张丰渊:无尽诱惑 Miranda Fengyuan Zhang: Perpetual Temptation
展期 Dates: 2025.11.08 – 12.24
开幕 Opening: 2025.11.08 15:00 – 19:00
地址 Address: 胶囊,上海徐汇区安福路275弄16号1层
Capsule, 1st Floor, Building 16, Anfu Lu 275 Nong, Xuhui District, Shanghai, China
胶囊荣幸呈现常驻纽约的艺术家张丰渊(Miranda Fengyuan Zhang)于画廊的第二次个展“无尽诱惑”,展期为2025年11月8日至12月24日。本次展览标志着艺术家首次正式公开展示雕塑创作。一系列陶瓷雕塑中,截短拇趾的右足为艺术家一任爱人的身体铸模而成,人的脚与鱼尾融为一体。这超现实的混合体从特制玻璃展柜中浮现,为展览中的其他作品铺陈了寓言式的线索。飘浮的蓝色气泡串连起墙上的一系列织物作品,其面貌各不相同——细小而黯哑,饱满而光亮,或像素化或碎裂成片。它们让人想起安徒生《海的女儿》中小美人鱼踏上陆地,双足剧痛,最终化为泡沫的结局。割裂的气泡指向一种不可能:包裹着一团空气的薄膜已被切割成丝带般的条状,但其外缘仍保持着球体原本的弧形,仿佛一颗心执着地留恋着幻肢的记忆。

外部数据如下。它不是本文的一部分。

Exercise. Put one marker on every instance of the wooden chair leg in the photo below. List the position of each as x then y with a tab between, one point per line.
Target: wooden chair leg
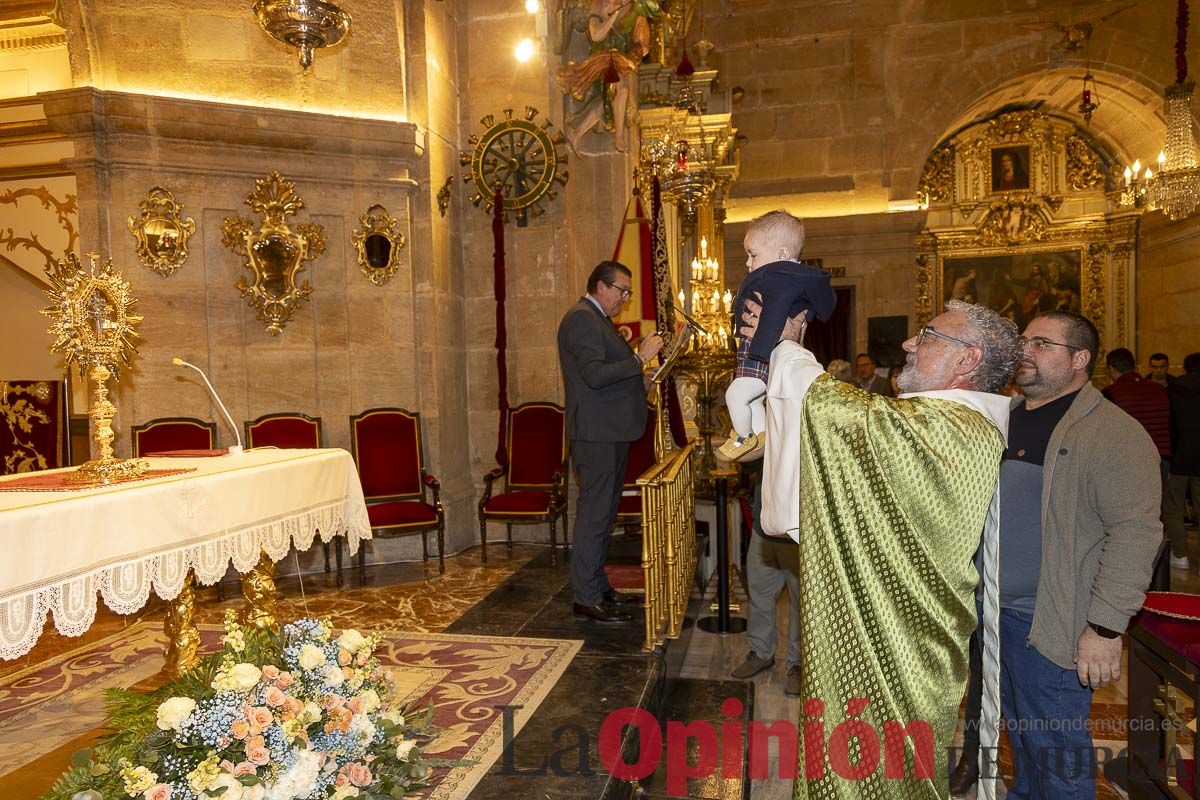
567	541
337	554
442	551
329	576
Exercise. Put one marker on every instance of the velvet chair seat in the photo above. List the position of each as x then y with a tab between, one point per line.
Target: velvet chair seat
402	498
534	488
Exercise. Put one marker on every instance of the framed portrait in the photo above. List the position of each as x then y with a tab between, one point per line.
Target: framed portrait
1018	286
1011	168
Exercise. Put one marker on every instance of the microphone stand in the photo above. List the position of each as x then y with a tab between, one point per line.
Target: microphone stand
234	450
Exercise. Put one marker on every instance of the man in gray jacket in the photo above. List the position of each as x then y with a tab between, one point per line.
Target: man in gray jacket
1079	524
605	411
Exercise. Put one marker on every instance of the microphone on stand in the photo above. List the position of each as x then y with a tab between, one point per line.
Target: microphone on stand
235	450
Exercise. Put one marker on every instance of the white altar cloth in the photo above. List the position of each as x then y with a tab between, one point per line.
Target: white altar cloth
58	549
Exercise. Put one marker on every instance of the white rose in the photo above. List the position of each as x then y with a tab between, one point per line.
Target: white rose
174	711
352	641
334	675
245	677
311	656
369	701
233	789
405	747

Miranda Fengyuan Zhang 张丰渊 | Bubble (Chance) 气泡(随机)| 2025 | hand woven cotton 手工编织棉布 | 41.5 x 41.5 cm
张丰渊对这异化的足灌注了近乎教徒般的虔诚,几乎将它视为一种供奉之物,一种精神上的执迷。相比之下,她以平面化的透视、马蒂斯式的色块编织的手的图像则弱化了敬畏之意。灵巧的手指或编织织物、演奏乐器,或在创作间隙完成日常琐事,在凡俗的语境中作为劳作工具被剥削。在《手》(所有作品创作于2025年)中,一双手的旁边写着“HAND”,这看似多此一举的标注令人不安,使人联想到资本主义社会中对劳动者的分类与评估机制。在《肢》中,一根竖起的中指似乎直白地表达着对现状的不满。与此同时,另一只手的空壳了无生气地垂落在《Em》的表面。《格伦握着手》则描绘了一场双手之间的温柔角力。画面上方,一只手托着另一只的侧影;画面下方,两手翻转,被托举的那只反而向下压着另一只的掌心,如同在一场掰手腕中取得了胜利。

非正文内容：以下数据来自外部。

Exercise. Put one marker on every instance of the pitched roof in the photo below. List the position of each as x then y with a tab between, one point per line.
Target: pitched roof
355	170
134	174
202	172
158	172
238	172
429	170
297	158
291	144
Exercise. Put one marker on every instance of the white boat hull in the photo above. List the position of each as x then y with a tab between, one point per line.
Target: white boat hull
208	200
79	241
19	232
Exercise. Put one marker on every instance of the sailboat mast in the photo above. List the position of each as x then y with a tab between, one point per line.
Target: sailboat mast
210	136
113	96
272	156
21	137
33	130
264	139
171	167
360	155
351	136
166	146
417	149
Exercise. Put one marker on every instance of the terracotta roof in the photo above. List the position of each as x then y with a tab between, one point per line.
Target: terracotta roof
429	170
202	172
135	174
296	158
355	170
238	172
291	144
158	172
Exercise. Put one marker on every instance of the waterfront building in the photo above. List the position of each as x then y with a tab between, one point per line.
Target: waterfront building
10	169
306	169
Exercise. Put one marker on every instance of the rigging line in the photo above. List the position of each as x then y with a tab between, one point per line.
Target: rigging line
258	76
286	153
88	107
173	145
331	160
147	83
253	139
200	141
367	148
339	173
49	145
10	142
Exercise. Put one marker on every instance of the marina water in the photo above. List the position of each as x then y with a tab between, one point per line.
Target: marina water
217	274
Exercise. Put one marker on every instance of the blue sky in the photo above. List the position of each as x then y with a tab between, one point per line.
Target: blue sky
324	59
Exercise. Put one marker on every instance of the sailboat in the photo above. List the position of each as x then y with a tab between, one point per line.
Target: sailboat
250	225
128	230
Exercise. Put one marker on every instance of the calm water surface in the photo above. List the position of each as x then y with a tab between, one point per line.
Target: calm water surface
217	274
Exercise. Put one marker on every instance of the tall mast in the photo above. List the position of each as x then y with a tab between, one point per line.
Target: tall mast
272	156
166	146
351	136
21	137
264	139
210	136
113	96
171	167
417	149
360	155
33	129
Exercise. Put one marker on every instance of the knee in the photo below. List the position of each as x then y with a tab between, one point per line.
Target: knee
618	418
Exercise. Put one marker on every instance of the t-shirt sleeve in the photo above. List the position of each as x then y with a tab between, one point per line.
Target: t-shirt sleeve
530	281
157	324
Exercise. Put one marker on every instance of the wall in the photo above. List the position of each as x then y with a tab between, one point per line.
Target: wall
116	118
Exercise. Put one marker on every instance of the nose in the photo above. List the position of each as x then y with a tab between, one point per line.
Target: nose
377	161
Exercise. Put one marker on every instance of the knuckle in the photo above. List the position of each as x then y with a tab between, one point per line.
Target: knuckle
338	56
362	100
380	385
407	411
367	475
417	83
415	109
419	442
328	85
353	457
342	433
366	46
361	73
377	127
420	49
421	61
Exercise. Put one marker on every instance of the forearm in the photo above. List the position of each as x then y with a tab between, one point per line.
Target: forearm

Miranda Fengyuan Zhang 张丰渊 | Discipline 戒律 | 2025 | hand woven cotton 手工编织棉布 | 153 x 102.5 cm
一件织物作品上写着“DISCIPLINE(戒律)”,再次唤起身心的秩序与控制的议题。乍看之下,这对高举的双手似是在操纵提线木偶,细看却发现,它们其实是一位钢琴家的手。左手越过右手去按下远处的琴键。这双手出自艺术家长期以来的缪斯、已故加拿大钢琴家格伦·古尔德(Glenn Gould,1932–1982)的一张照片。黑白照片中,这位鬼才音乐家俯身在琴键上,身上发白的格纹衬衫正呼应了张丰渊织物作品中网格状的底纹。编织与钢琴在某种意义上异曲同工——二者的物理基础都是紧绷的纤维,亦都是可被机械化的载体(如动力织机和自动钢琴)。照片里,古尔德专注地弹奏着,露出神秘的粲然一笑。
没有目的的手势即是舞蹈。“空置的手”这一意象「譬如罗丹1877年的雕塑《青铜时代》(L'âge d'airain)中失去长矛的士兵」之所以能在我们的集体想象中经久不衰,部分归结于其模糊性,部分则是由于古迹大多残缺,而我们早已习惯将这视为美的(甚至是理想的)形态。波利克里托斯(Polykleitos)的《持矛者》(Doryphoros)失去了武器,《米洛的维纳斯》缺失双臂,《萨莫色雷斯岛的胜利女神》是一座无头塑像。还有米利都的躯干,赖内·玛利亚·里尔克(Rainer Maria Rilke)在1908年的十四行诗《阿波罗的躯干》(Archaic Torso of Apollo)中吟咏它“胸膛的曲线”和“胯腰的轻旋”正因缺失了“传说中的头颅/熟果般的眼眸”而格外令人目眩。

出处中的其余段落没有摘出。